Friday, 16 January 2009
Riga 2008 - The Orthodox Cathedral
Next on the itinerary was the Russian Orthodox Cathedral, which has been recently restored in an ugly duckling style transformation from a dirty grimy grey (which was the shade of paint that the communists used to paint everything) to a resplendent sandstone yellow under black domes with gleaming crosses. The renovated building is clean and sharp with painted red brick stripes and elaborate white columns soaring into the sky above.
Although most of Riga old town is restoring its vibrant colours to the buildings there are still examples of the communist absence of finesse or style. Just across the road from the cathedral for example is a splendid old building that still retains its dreary grey exterior and is awaiting its own overdue transformation. The Soviet Union must have had the biggest grey paint factory in the world and it was used indiscriminately everywhere to create a depressing uniformity. I imagine that the paint shop colour chart at the equivilent of Homebase probably had options like, overcoat grey, battleship grey, storm grey, grease grey and so on.
The Nativity of Christ Cathedral in Riga is a magnificent and impressive building that sits between the old town and the new and was built in a Neo-Byzantine style between 1876 and 1883 at a time when Latvia was part of the Russian Empire. It is the largest Orthodox cathedral in the Baltic provinces and was built with the approval and a blessing of the Russian Tsar Alexander II on the initiative of local governor-general Pyotr Bagration and bishop Veniamin Karelin.
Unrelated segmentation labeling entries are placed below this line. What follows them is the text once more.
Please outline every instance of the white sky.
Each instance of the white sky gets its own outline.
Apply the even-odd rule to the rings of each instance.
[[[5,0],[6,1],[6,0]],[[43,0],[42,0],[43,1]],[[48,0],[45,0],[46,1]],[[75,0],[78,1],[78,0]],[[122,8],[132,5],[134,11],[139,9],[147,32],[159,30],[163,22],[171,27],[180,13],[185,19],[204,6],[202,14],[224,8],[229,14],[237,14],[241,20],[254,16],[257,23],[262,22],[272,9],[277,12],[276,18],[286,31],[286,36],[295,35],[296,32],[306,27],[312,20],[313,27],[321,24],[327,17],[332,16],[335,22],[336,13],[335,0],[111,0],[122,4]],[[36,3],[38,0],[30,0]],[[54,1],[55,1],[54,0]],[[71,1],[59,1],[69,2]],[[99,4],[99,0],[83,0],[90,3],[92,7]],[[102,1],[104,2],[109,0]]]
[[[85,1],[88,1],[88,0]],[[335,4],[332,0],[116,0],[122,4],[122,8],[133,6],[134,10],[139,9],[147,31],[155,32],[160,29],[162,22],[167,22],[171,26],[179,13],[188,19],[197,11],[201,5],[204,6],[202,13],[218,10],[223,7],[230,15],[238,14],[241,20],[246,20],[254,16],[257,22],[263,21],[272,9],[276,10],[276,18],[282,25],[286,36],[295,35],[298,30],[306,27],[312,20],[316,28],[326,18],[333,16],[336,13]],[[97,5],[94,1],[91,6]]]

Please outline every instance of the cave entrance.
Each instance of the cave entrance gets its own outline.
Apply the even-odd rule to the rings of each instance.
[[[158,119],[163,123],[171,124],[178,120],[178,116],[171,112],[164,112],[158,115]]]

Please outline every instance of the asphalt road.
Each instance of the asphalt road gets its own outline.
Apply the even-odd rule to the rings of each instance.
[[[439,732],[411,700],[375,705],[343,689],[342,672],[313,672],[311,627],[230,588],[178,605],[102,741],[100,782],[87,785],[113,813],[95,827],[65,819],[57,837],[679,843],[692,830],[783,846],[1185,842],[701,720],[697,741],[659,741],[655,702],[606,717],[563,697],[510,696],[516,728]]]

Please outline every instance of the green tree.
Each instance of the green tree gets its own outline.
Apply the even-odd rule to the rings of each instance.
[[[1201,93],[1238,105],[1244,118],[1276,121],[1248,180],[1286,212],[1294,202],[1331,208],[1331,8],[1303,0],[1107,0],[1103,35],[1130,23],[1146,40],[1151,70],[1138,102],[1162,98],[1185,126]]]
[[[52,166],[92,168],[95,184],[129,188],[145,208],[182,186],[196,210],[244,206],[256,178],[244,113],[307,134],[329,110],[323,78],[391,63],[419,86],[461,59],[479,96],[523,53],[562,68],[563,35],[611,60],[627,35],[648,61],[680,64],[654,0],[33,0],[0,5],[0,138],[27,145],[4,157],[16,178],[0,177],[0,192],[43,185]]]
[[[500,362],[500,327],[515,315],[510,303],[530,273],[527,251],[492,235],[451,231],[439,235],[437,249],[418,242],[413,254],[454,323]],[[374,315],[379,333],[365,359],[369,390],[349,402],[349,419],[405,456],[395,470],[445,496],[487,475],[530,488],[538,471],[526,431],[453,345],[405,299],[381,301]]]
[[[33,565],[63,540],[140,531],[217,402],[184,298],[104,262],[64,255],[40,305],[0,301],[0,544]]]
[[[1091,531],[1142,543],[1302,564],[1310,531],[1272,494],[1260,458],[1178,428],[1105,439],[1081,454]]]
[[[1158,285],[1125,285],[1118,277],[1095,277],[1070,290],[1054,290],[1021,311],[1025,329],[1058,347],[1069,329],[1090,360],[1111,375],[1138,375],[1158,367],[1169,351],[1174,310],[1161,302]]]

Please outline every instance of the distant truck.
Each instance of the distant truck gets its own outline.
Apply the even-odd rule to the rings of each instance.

Russian Orthodox Church buildings differ dramatically in design from most western type churches. Their interiors are enriched with many sacramental objects including holy icons, which are hung on the walls and in addition, murals often cover most of the interior walls with images that represent the Theotokos (the Mother of God), saints, and scenes from their lives. The cathedral in Riga is especially renowned for its icons some of which were painted by the famous Russian war artist Vasili Vereshchagin. During the First World War German troops occupied Riga and turned its largest cathedral into a Lutheran church but after the war the Nativity of Christ Cathedral once again became an Orthodox cathedral in 1921.
There was more unhappiness for the building under the communist regime because the Soviet Union was the first state to have as an ideological objective the elimination of religion and to achieve that objective the communists confiscated church property, ridiculed religion, harassed believers, and propagated atheism in the schools. The main target of the anti-religious campaign was the Russian Orthodox Church, which had the largest number of worshippers in Russia and its subjugated territories. Nearly all of its clergy, and many of its believers, were shot or sent to labour camps, theological schools were closed, and church publications were prohibited.
After the Second-World-War things relaxed a little for a while and the number of open churches increased and by 1957 about twenty-two thousand Russian Orthodox churches had become active again but in 1959 Nikita Khrushchev initiated a new campaign against the Russian Orthodox Church and forced the closure of about twelve thousand, including the Nativity of Christ Cathedral in Riga. Members of the church hierarchy were jailed or just simply removed and their places were taken by state conforming clergy many of whom had links with the KGB. The Cathedral in Riga was converted into a planetarium and it became neglected and was allowed to lose its magnificent façade. Now that it has been restored the place is surely more heavenly than ever having been returned to its intended purpose.
We have visited the Cathedral before of course but because it is so fascinating we just had to do so again. In a side chapel there was some activity and because on a previous visit here there had been a corpse laid out in a casket we suspected that this might be a funeral service but I wasn’t tall enough to see over the shoulders of the congregation and I though it rude to intrude to close to the front because of a macabre interest. The service was attended by nuns in black robes and pointy hats who looked like extras from a Lord of the Rings movie and was led by a priest in a lavish scarlet and gold robe.
The interior of the cathedral is bright and cheerful, adorned with shining icons and smelling of sweet incense and today there was a lot of frantic activity because inside there were cameras and a film crew and I can only imagine that the were preparing for a broadcast on Latvia Songs of Praise or whatever its equivalent is. There were a lot of people inside all bowing, crossing their chests, kissing the holy icons and doing their best to look solemn. I suppose we must have looked a bit conspicuous. Kim felt obliged to leave after she was rebuked for taking photographs. I was a little more discreet and didn’t get caught but a little later on I was chastised by a priest with a wild wiry beard for having my hands in my pockets. Little did he know that I was looking for loose change to put in the offertory box but now that I had been told that hands in pockets was disallowed I decided not to bother.
We left the cathedral and retired as usual to the Skyline bar and from our window seats we watched the people flocking into the church and wondered just how it was managing to accommodate them all. At the front door were some clergy in yellow cassocks who were obviously waiting for someone important to arrive and just before, what we guessed was, the scheduled five o’clock start a black limousine pulled up outside and the occupant was greeted with exaggerated reverence and hurried inside, presumably to get on with the service. I wished that we had stayed a while longer to see exactly what was happening but I will never know if we would have been welcome to stay for the proceedings.